The mission of the Boy Scouts of America is to prepare young people to make ethical and moral choices over their lifetimes by instilling in them the values of the Scout Oath and Law.
The Boy Scouts of America is the nation's foremost youth program of character development and values-based leadership training. In the future Scouting will continue to;
- Offer young people responsible fun and adventure;
- Instill in young people lifetime values and develop in them ethical character as expressed in the Scout Oath and Law;
- Train young people in citizenship, service, and leadership;
- Serve America's communities and families with its quality, values-based program.
The Boy Scouts of America (BSA) was incorporated to provide a program for community organizations that offer effective character, citizenship, and personal fitness training for youth. Specifically, the BSA endeavors to develop American citizens who are physically, mentally, and emotionally fit; have a high degree of self-reliance as evidenced in such qualities as initiative, courage, and resourcefulness; have personal values based on religious concepts; have the desire and skills to help others; understand the principles of the American social, economic, and governmental systems; are knowledgeable about and take pride in their American heritage and understand our nation's role in the world; have a keen respect for the basic rights of all people; and are prepared to participate in and give leadership to American society.
Scouts BSA, one of three membership divisions of the BSA (the others are Cub Scouting and Venturing BSA), is available to youth who have earned the Arrow of Light Award or have completed the fifth grade, or who are 11 through 17 years old, and subscribe to the Scout Oath and Law.
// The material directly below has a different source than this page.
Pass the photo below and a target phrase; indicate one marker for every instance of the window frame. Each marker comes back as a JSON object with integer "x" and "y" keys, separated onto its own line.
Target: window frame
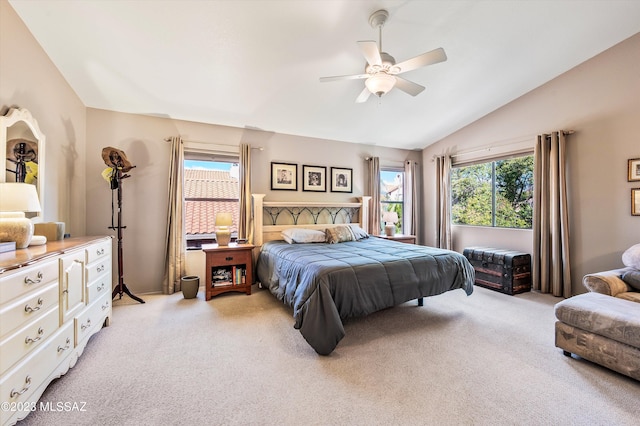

The program achieves the BSA's objectives of developing character, citizenship, and personal fitness qualities among youth by focusing on a vigorous program of outdoor activities.
AIMS AND METHODS OF THE SCOUTING PROGRAM
The Scouts BSA program has three specific objectives, commonly referred to as the "Aims of Scouting." They are character development, citizenship training, and personal fitness. The methods by which the aims are achieved are listed below in random order to emphasize the equal importance of each.
The ideals of Scouting are spelled out in the Scout Oath, the Scout Law, the Scout motto, and the Scout slogan. The Scout measures themself against these ideals and continually tries to improve. The goals are high, and, as they reaches for them, they have some control over what and who they become.
The patrol method gives Scouts an experience in-group living and participating citizenship. It places responsibility on young shoulders and teaches them how to accept it. The patrol method allows Scouts to interact in small groups where they can easily relate to each other. These small groups determine troop activities through their elected representatives.
Scouting is designed to take place outdoors. It is in the outdoor setting that Scouts share responsibilities and learn to live with one another. It is here that the skills and activities practiced at troop meetings come alive with purpose. Being close to nature helps Scouts gain an appreciation for G-d's handiwork and humankind's place in it. The outdoors is the laboratory for Scouts to learn ecology and practice conservation of nature's resources.